PG-13, 96 minutes, Drama
Back in 2009, life sucked. It still isn’t all peaches and cream, but that year was special to me as it became the first year I spent without bringing in any income. Like none. The year before I had lost my job of six years and my next employer, Mervyn’s, took a dump into the seas of murky non-existence. Great. What a time to be alive. The War on Drugs and Terrorism, a president who didn’t deliver, H1N1, Tom Hanks gets his big boat hijacked, THE KING OF POP HIMSELF DIES–all of it sucks. It made a plane taking a bath in the questionable waters of New York seem trivial.
But that’s how we got Sully. Tom Hanks plays Cap’n Sully (because the man is slowly becoming a personification of modern history on film). Sully is the pilot who managed to make a water landing of a passenger jet on the Hudson River without losing a single life–IN WINTER. This movie explores the event via testimonies and flashbacks as the aftermath of the incident begins to eat away at Sully’s reputation.
Considering that this movie is both short and not action-based, it really does have some intense moments. I mean, it is about a plane crash, but they present it in pieces and from different perspectives, so the overall feeling of emergency is visited and revisited. The trauma Captain Phil–erm, Sullenberger faces makes the viewer question which crash is the real one, so there’s an added layer of thrilling suspense to top it off.
Something I feel required to point out is that this film is largely centered around dialogue and drama. It’s almost exactly the same movie as Thirteen Days, which I panned so thoroughly. The story, of course, is different, but the concept of everyone just sitting around gabbing and debating with spits of action make both Days and Sully close cousins. Except Sully is good. Likely this has to do with my personal thoughts on Hanks being the greatest actor there is, but perhaps it could also relate to an incident I actually know. That’s probably why older people like Days and who knows–maybe a child born in 2025 won’t give two turds about Sully when they’re older. It’s a bit sobering.
It wasn’t all glitter and rainbows for me though as I did have a bit of an issue with the existence of the film even being made. Sully, while well presented, really does feel like a giant ego stroke for the real-life man. Don’t get me wrong: it was impressive. Even knowing how to start a plane engine is impressive to me, so landing one on WATER and not killing anyone gets a round of Charles Foster Kane applause from me. If something like this had happened to me, you know I would tell the world, too. But being an outsider looking in, gloating about it doesn’t exactly feel heroic to me.
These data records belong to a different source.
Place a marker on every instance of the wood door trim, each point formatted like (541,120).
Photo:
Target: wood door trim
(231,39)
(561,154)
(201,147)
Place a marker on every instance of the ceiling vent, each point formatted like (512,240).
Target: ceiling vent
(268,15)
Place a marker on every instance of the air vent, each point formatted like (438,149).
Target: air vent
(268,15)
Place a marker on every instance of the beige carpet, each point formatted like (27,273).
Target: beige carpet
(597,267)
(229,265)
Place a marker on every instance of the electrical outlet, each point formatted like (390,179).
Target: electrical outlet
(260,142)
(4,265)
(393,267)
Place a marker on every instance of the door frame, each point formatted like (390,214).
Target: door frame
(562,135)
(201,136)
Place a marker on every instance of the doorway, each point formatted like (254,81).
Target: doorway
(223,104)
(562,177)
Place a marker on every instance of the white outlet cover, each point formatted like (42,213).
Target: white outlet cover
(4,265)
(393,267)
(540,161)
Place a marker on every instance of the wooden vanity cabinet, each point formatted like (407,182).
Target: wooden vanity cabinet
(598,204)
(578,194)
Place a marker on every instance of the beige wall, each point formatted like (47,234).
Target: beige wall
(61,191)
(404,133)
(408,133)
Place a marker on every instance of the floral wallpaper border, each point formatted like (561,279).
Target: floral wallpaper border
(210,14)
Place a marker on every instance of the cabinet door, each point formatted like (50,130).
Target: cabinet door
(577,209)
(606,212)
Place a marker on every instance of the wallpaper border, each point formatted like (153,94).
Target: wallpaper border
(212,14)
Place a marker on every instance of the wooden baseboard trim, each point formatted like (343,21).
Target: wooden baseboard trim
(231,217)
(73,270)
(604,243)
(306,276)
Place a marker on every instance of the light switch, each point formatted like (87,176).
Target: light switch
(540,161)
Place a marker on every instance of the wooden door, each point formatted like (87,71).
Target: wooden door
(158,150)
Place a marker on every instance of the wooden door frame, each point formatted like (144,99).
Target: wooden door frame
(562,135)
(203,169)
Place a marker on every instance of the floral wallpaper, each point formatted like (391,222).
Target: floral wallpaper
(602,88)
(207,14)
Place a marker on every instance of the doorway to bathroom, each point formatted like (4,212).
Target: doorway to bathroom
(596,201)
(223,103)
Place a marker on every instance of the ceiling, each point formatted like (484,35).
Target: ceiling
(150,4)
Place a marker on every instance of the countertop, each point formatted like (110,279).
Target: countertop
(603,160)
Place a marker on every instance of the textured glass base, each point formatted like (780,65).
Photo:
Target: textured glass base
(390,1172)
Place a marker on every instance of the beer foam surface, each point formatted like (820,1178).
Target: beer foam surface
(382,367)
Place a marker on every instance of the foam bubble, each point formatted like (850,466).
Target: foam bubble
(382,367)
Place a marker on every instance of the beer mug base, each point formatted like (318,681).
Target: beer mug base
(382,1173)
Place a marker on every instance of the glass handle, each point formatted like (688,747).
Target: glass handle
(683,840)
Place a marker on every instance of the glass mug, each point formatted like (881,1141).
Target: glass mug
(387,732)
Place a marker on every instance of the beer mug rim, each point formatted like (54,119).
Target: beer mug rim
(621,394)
This movie was based on Sullenberger’s book about the incident, so that tells me it’s completely from his prospective. Then there’s the sequence at the end where the man himself walks on camera to applause with an air about him as though he’s silently saying, “You all owe me.” It spoiled it for me and I’m not sure how I would react if I met the man in person. Would I tell him to get lost or would I let him defend himself even though the possibility him gloating further would continue to spoil my opinion of him? ARGH!
It is a good movie and it was an impressive feat of skill and luck, so please don’t completely discount this movie. It’s a quick ride back several years that will likely give you the full details of a story you probably forgot about once the initial sensationalism of it all wore off.
Rating: Watch it once.
Watch: Tom Hanks, duh.
Don’t watch: The credit sequence. Seriously, folks.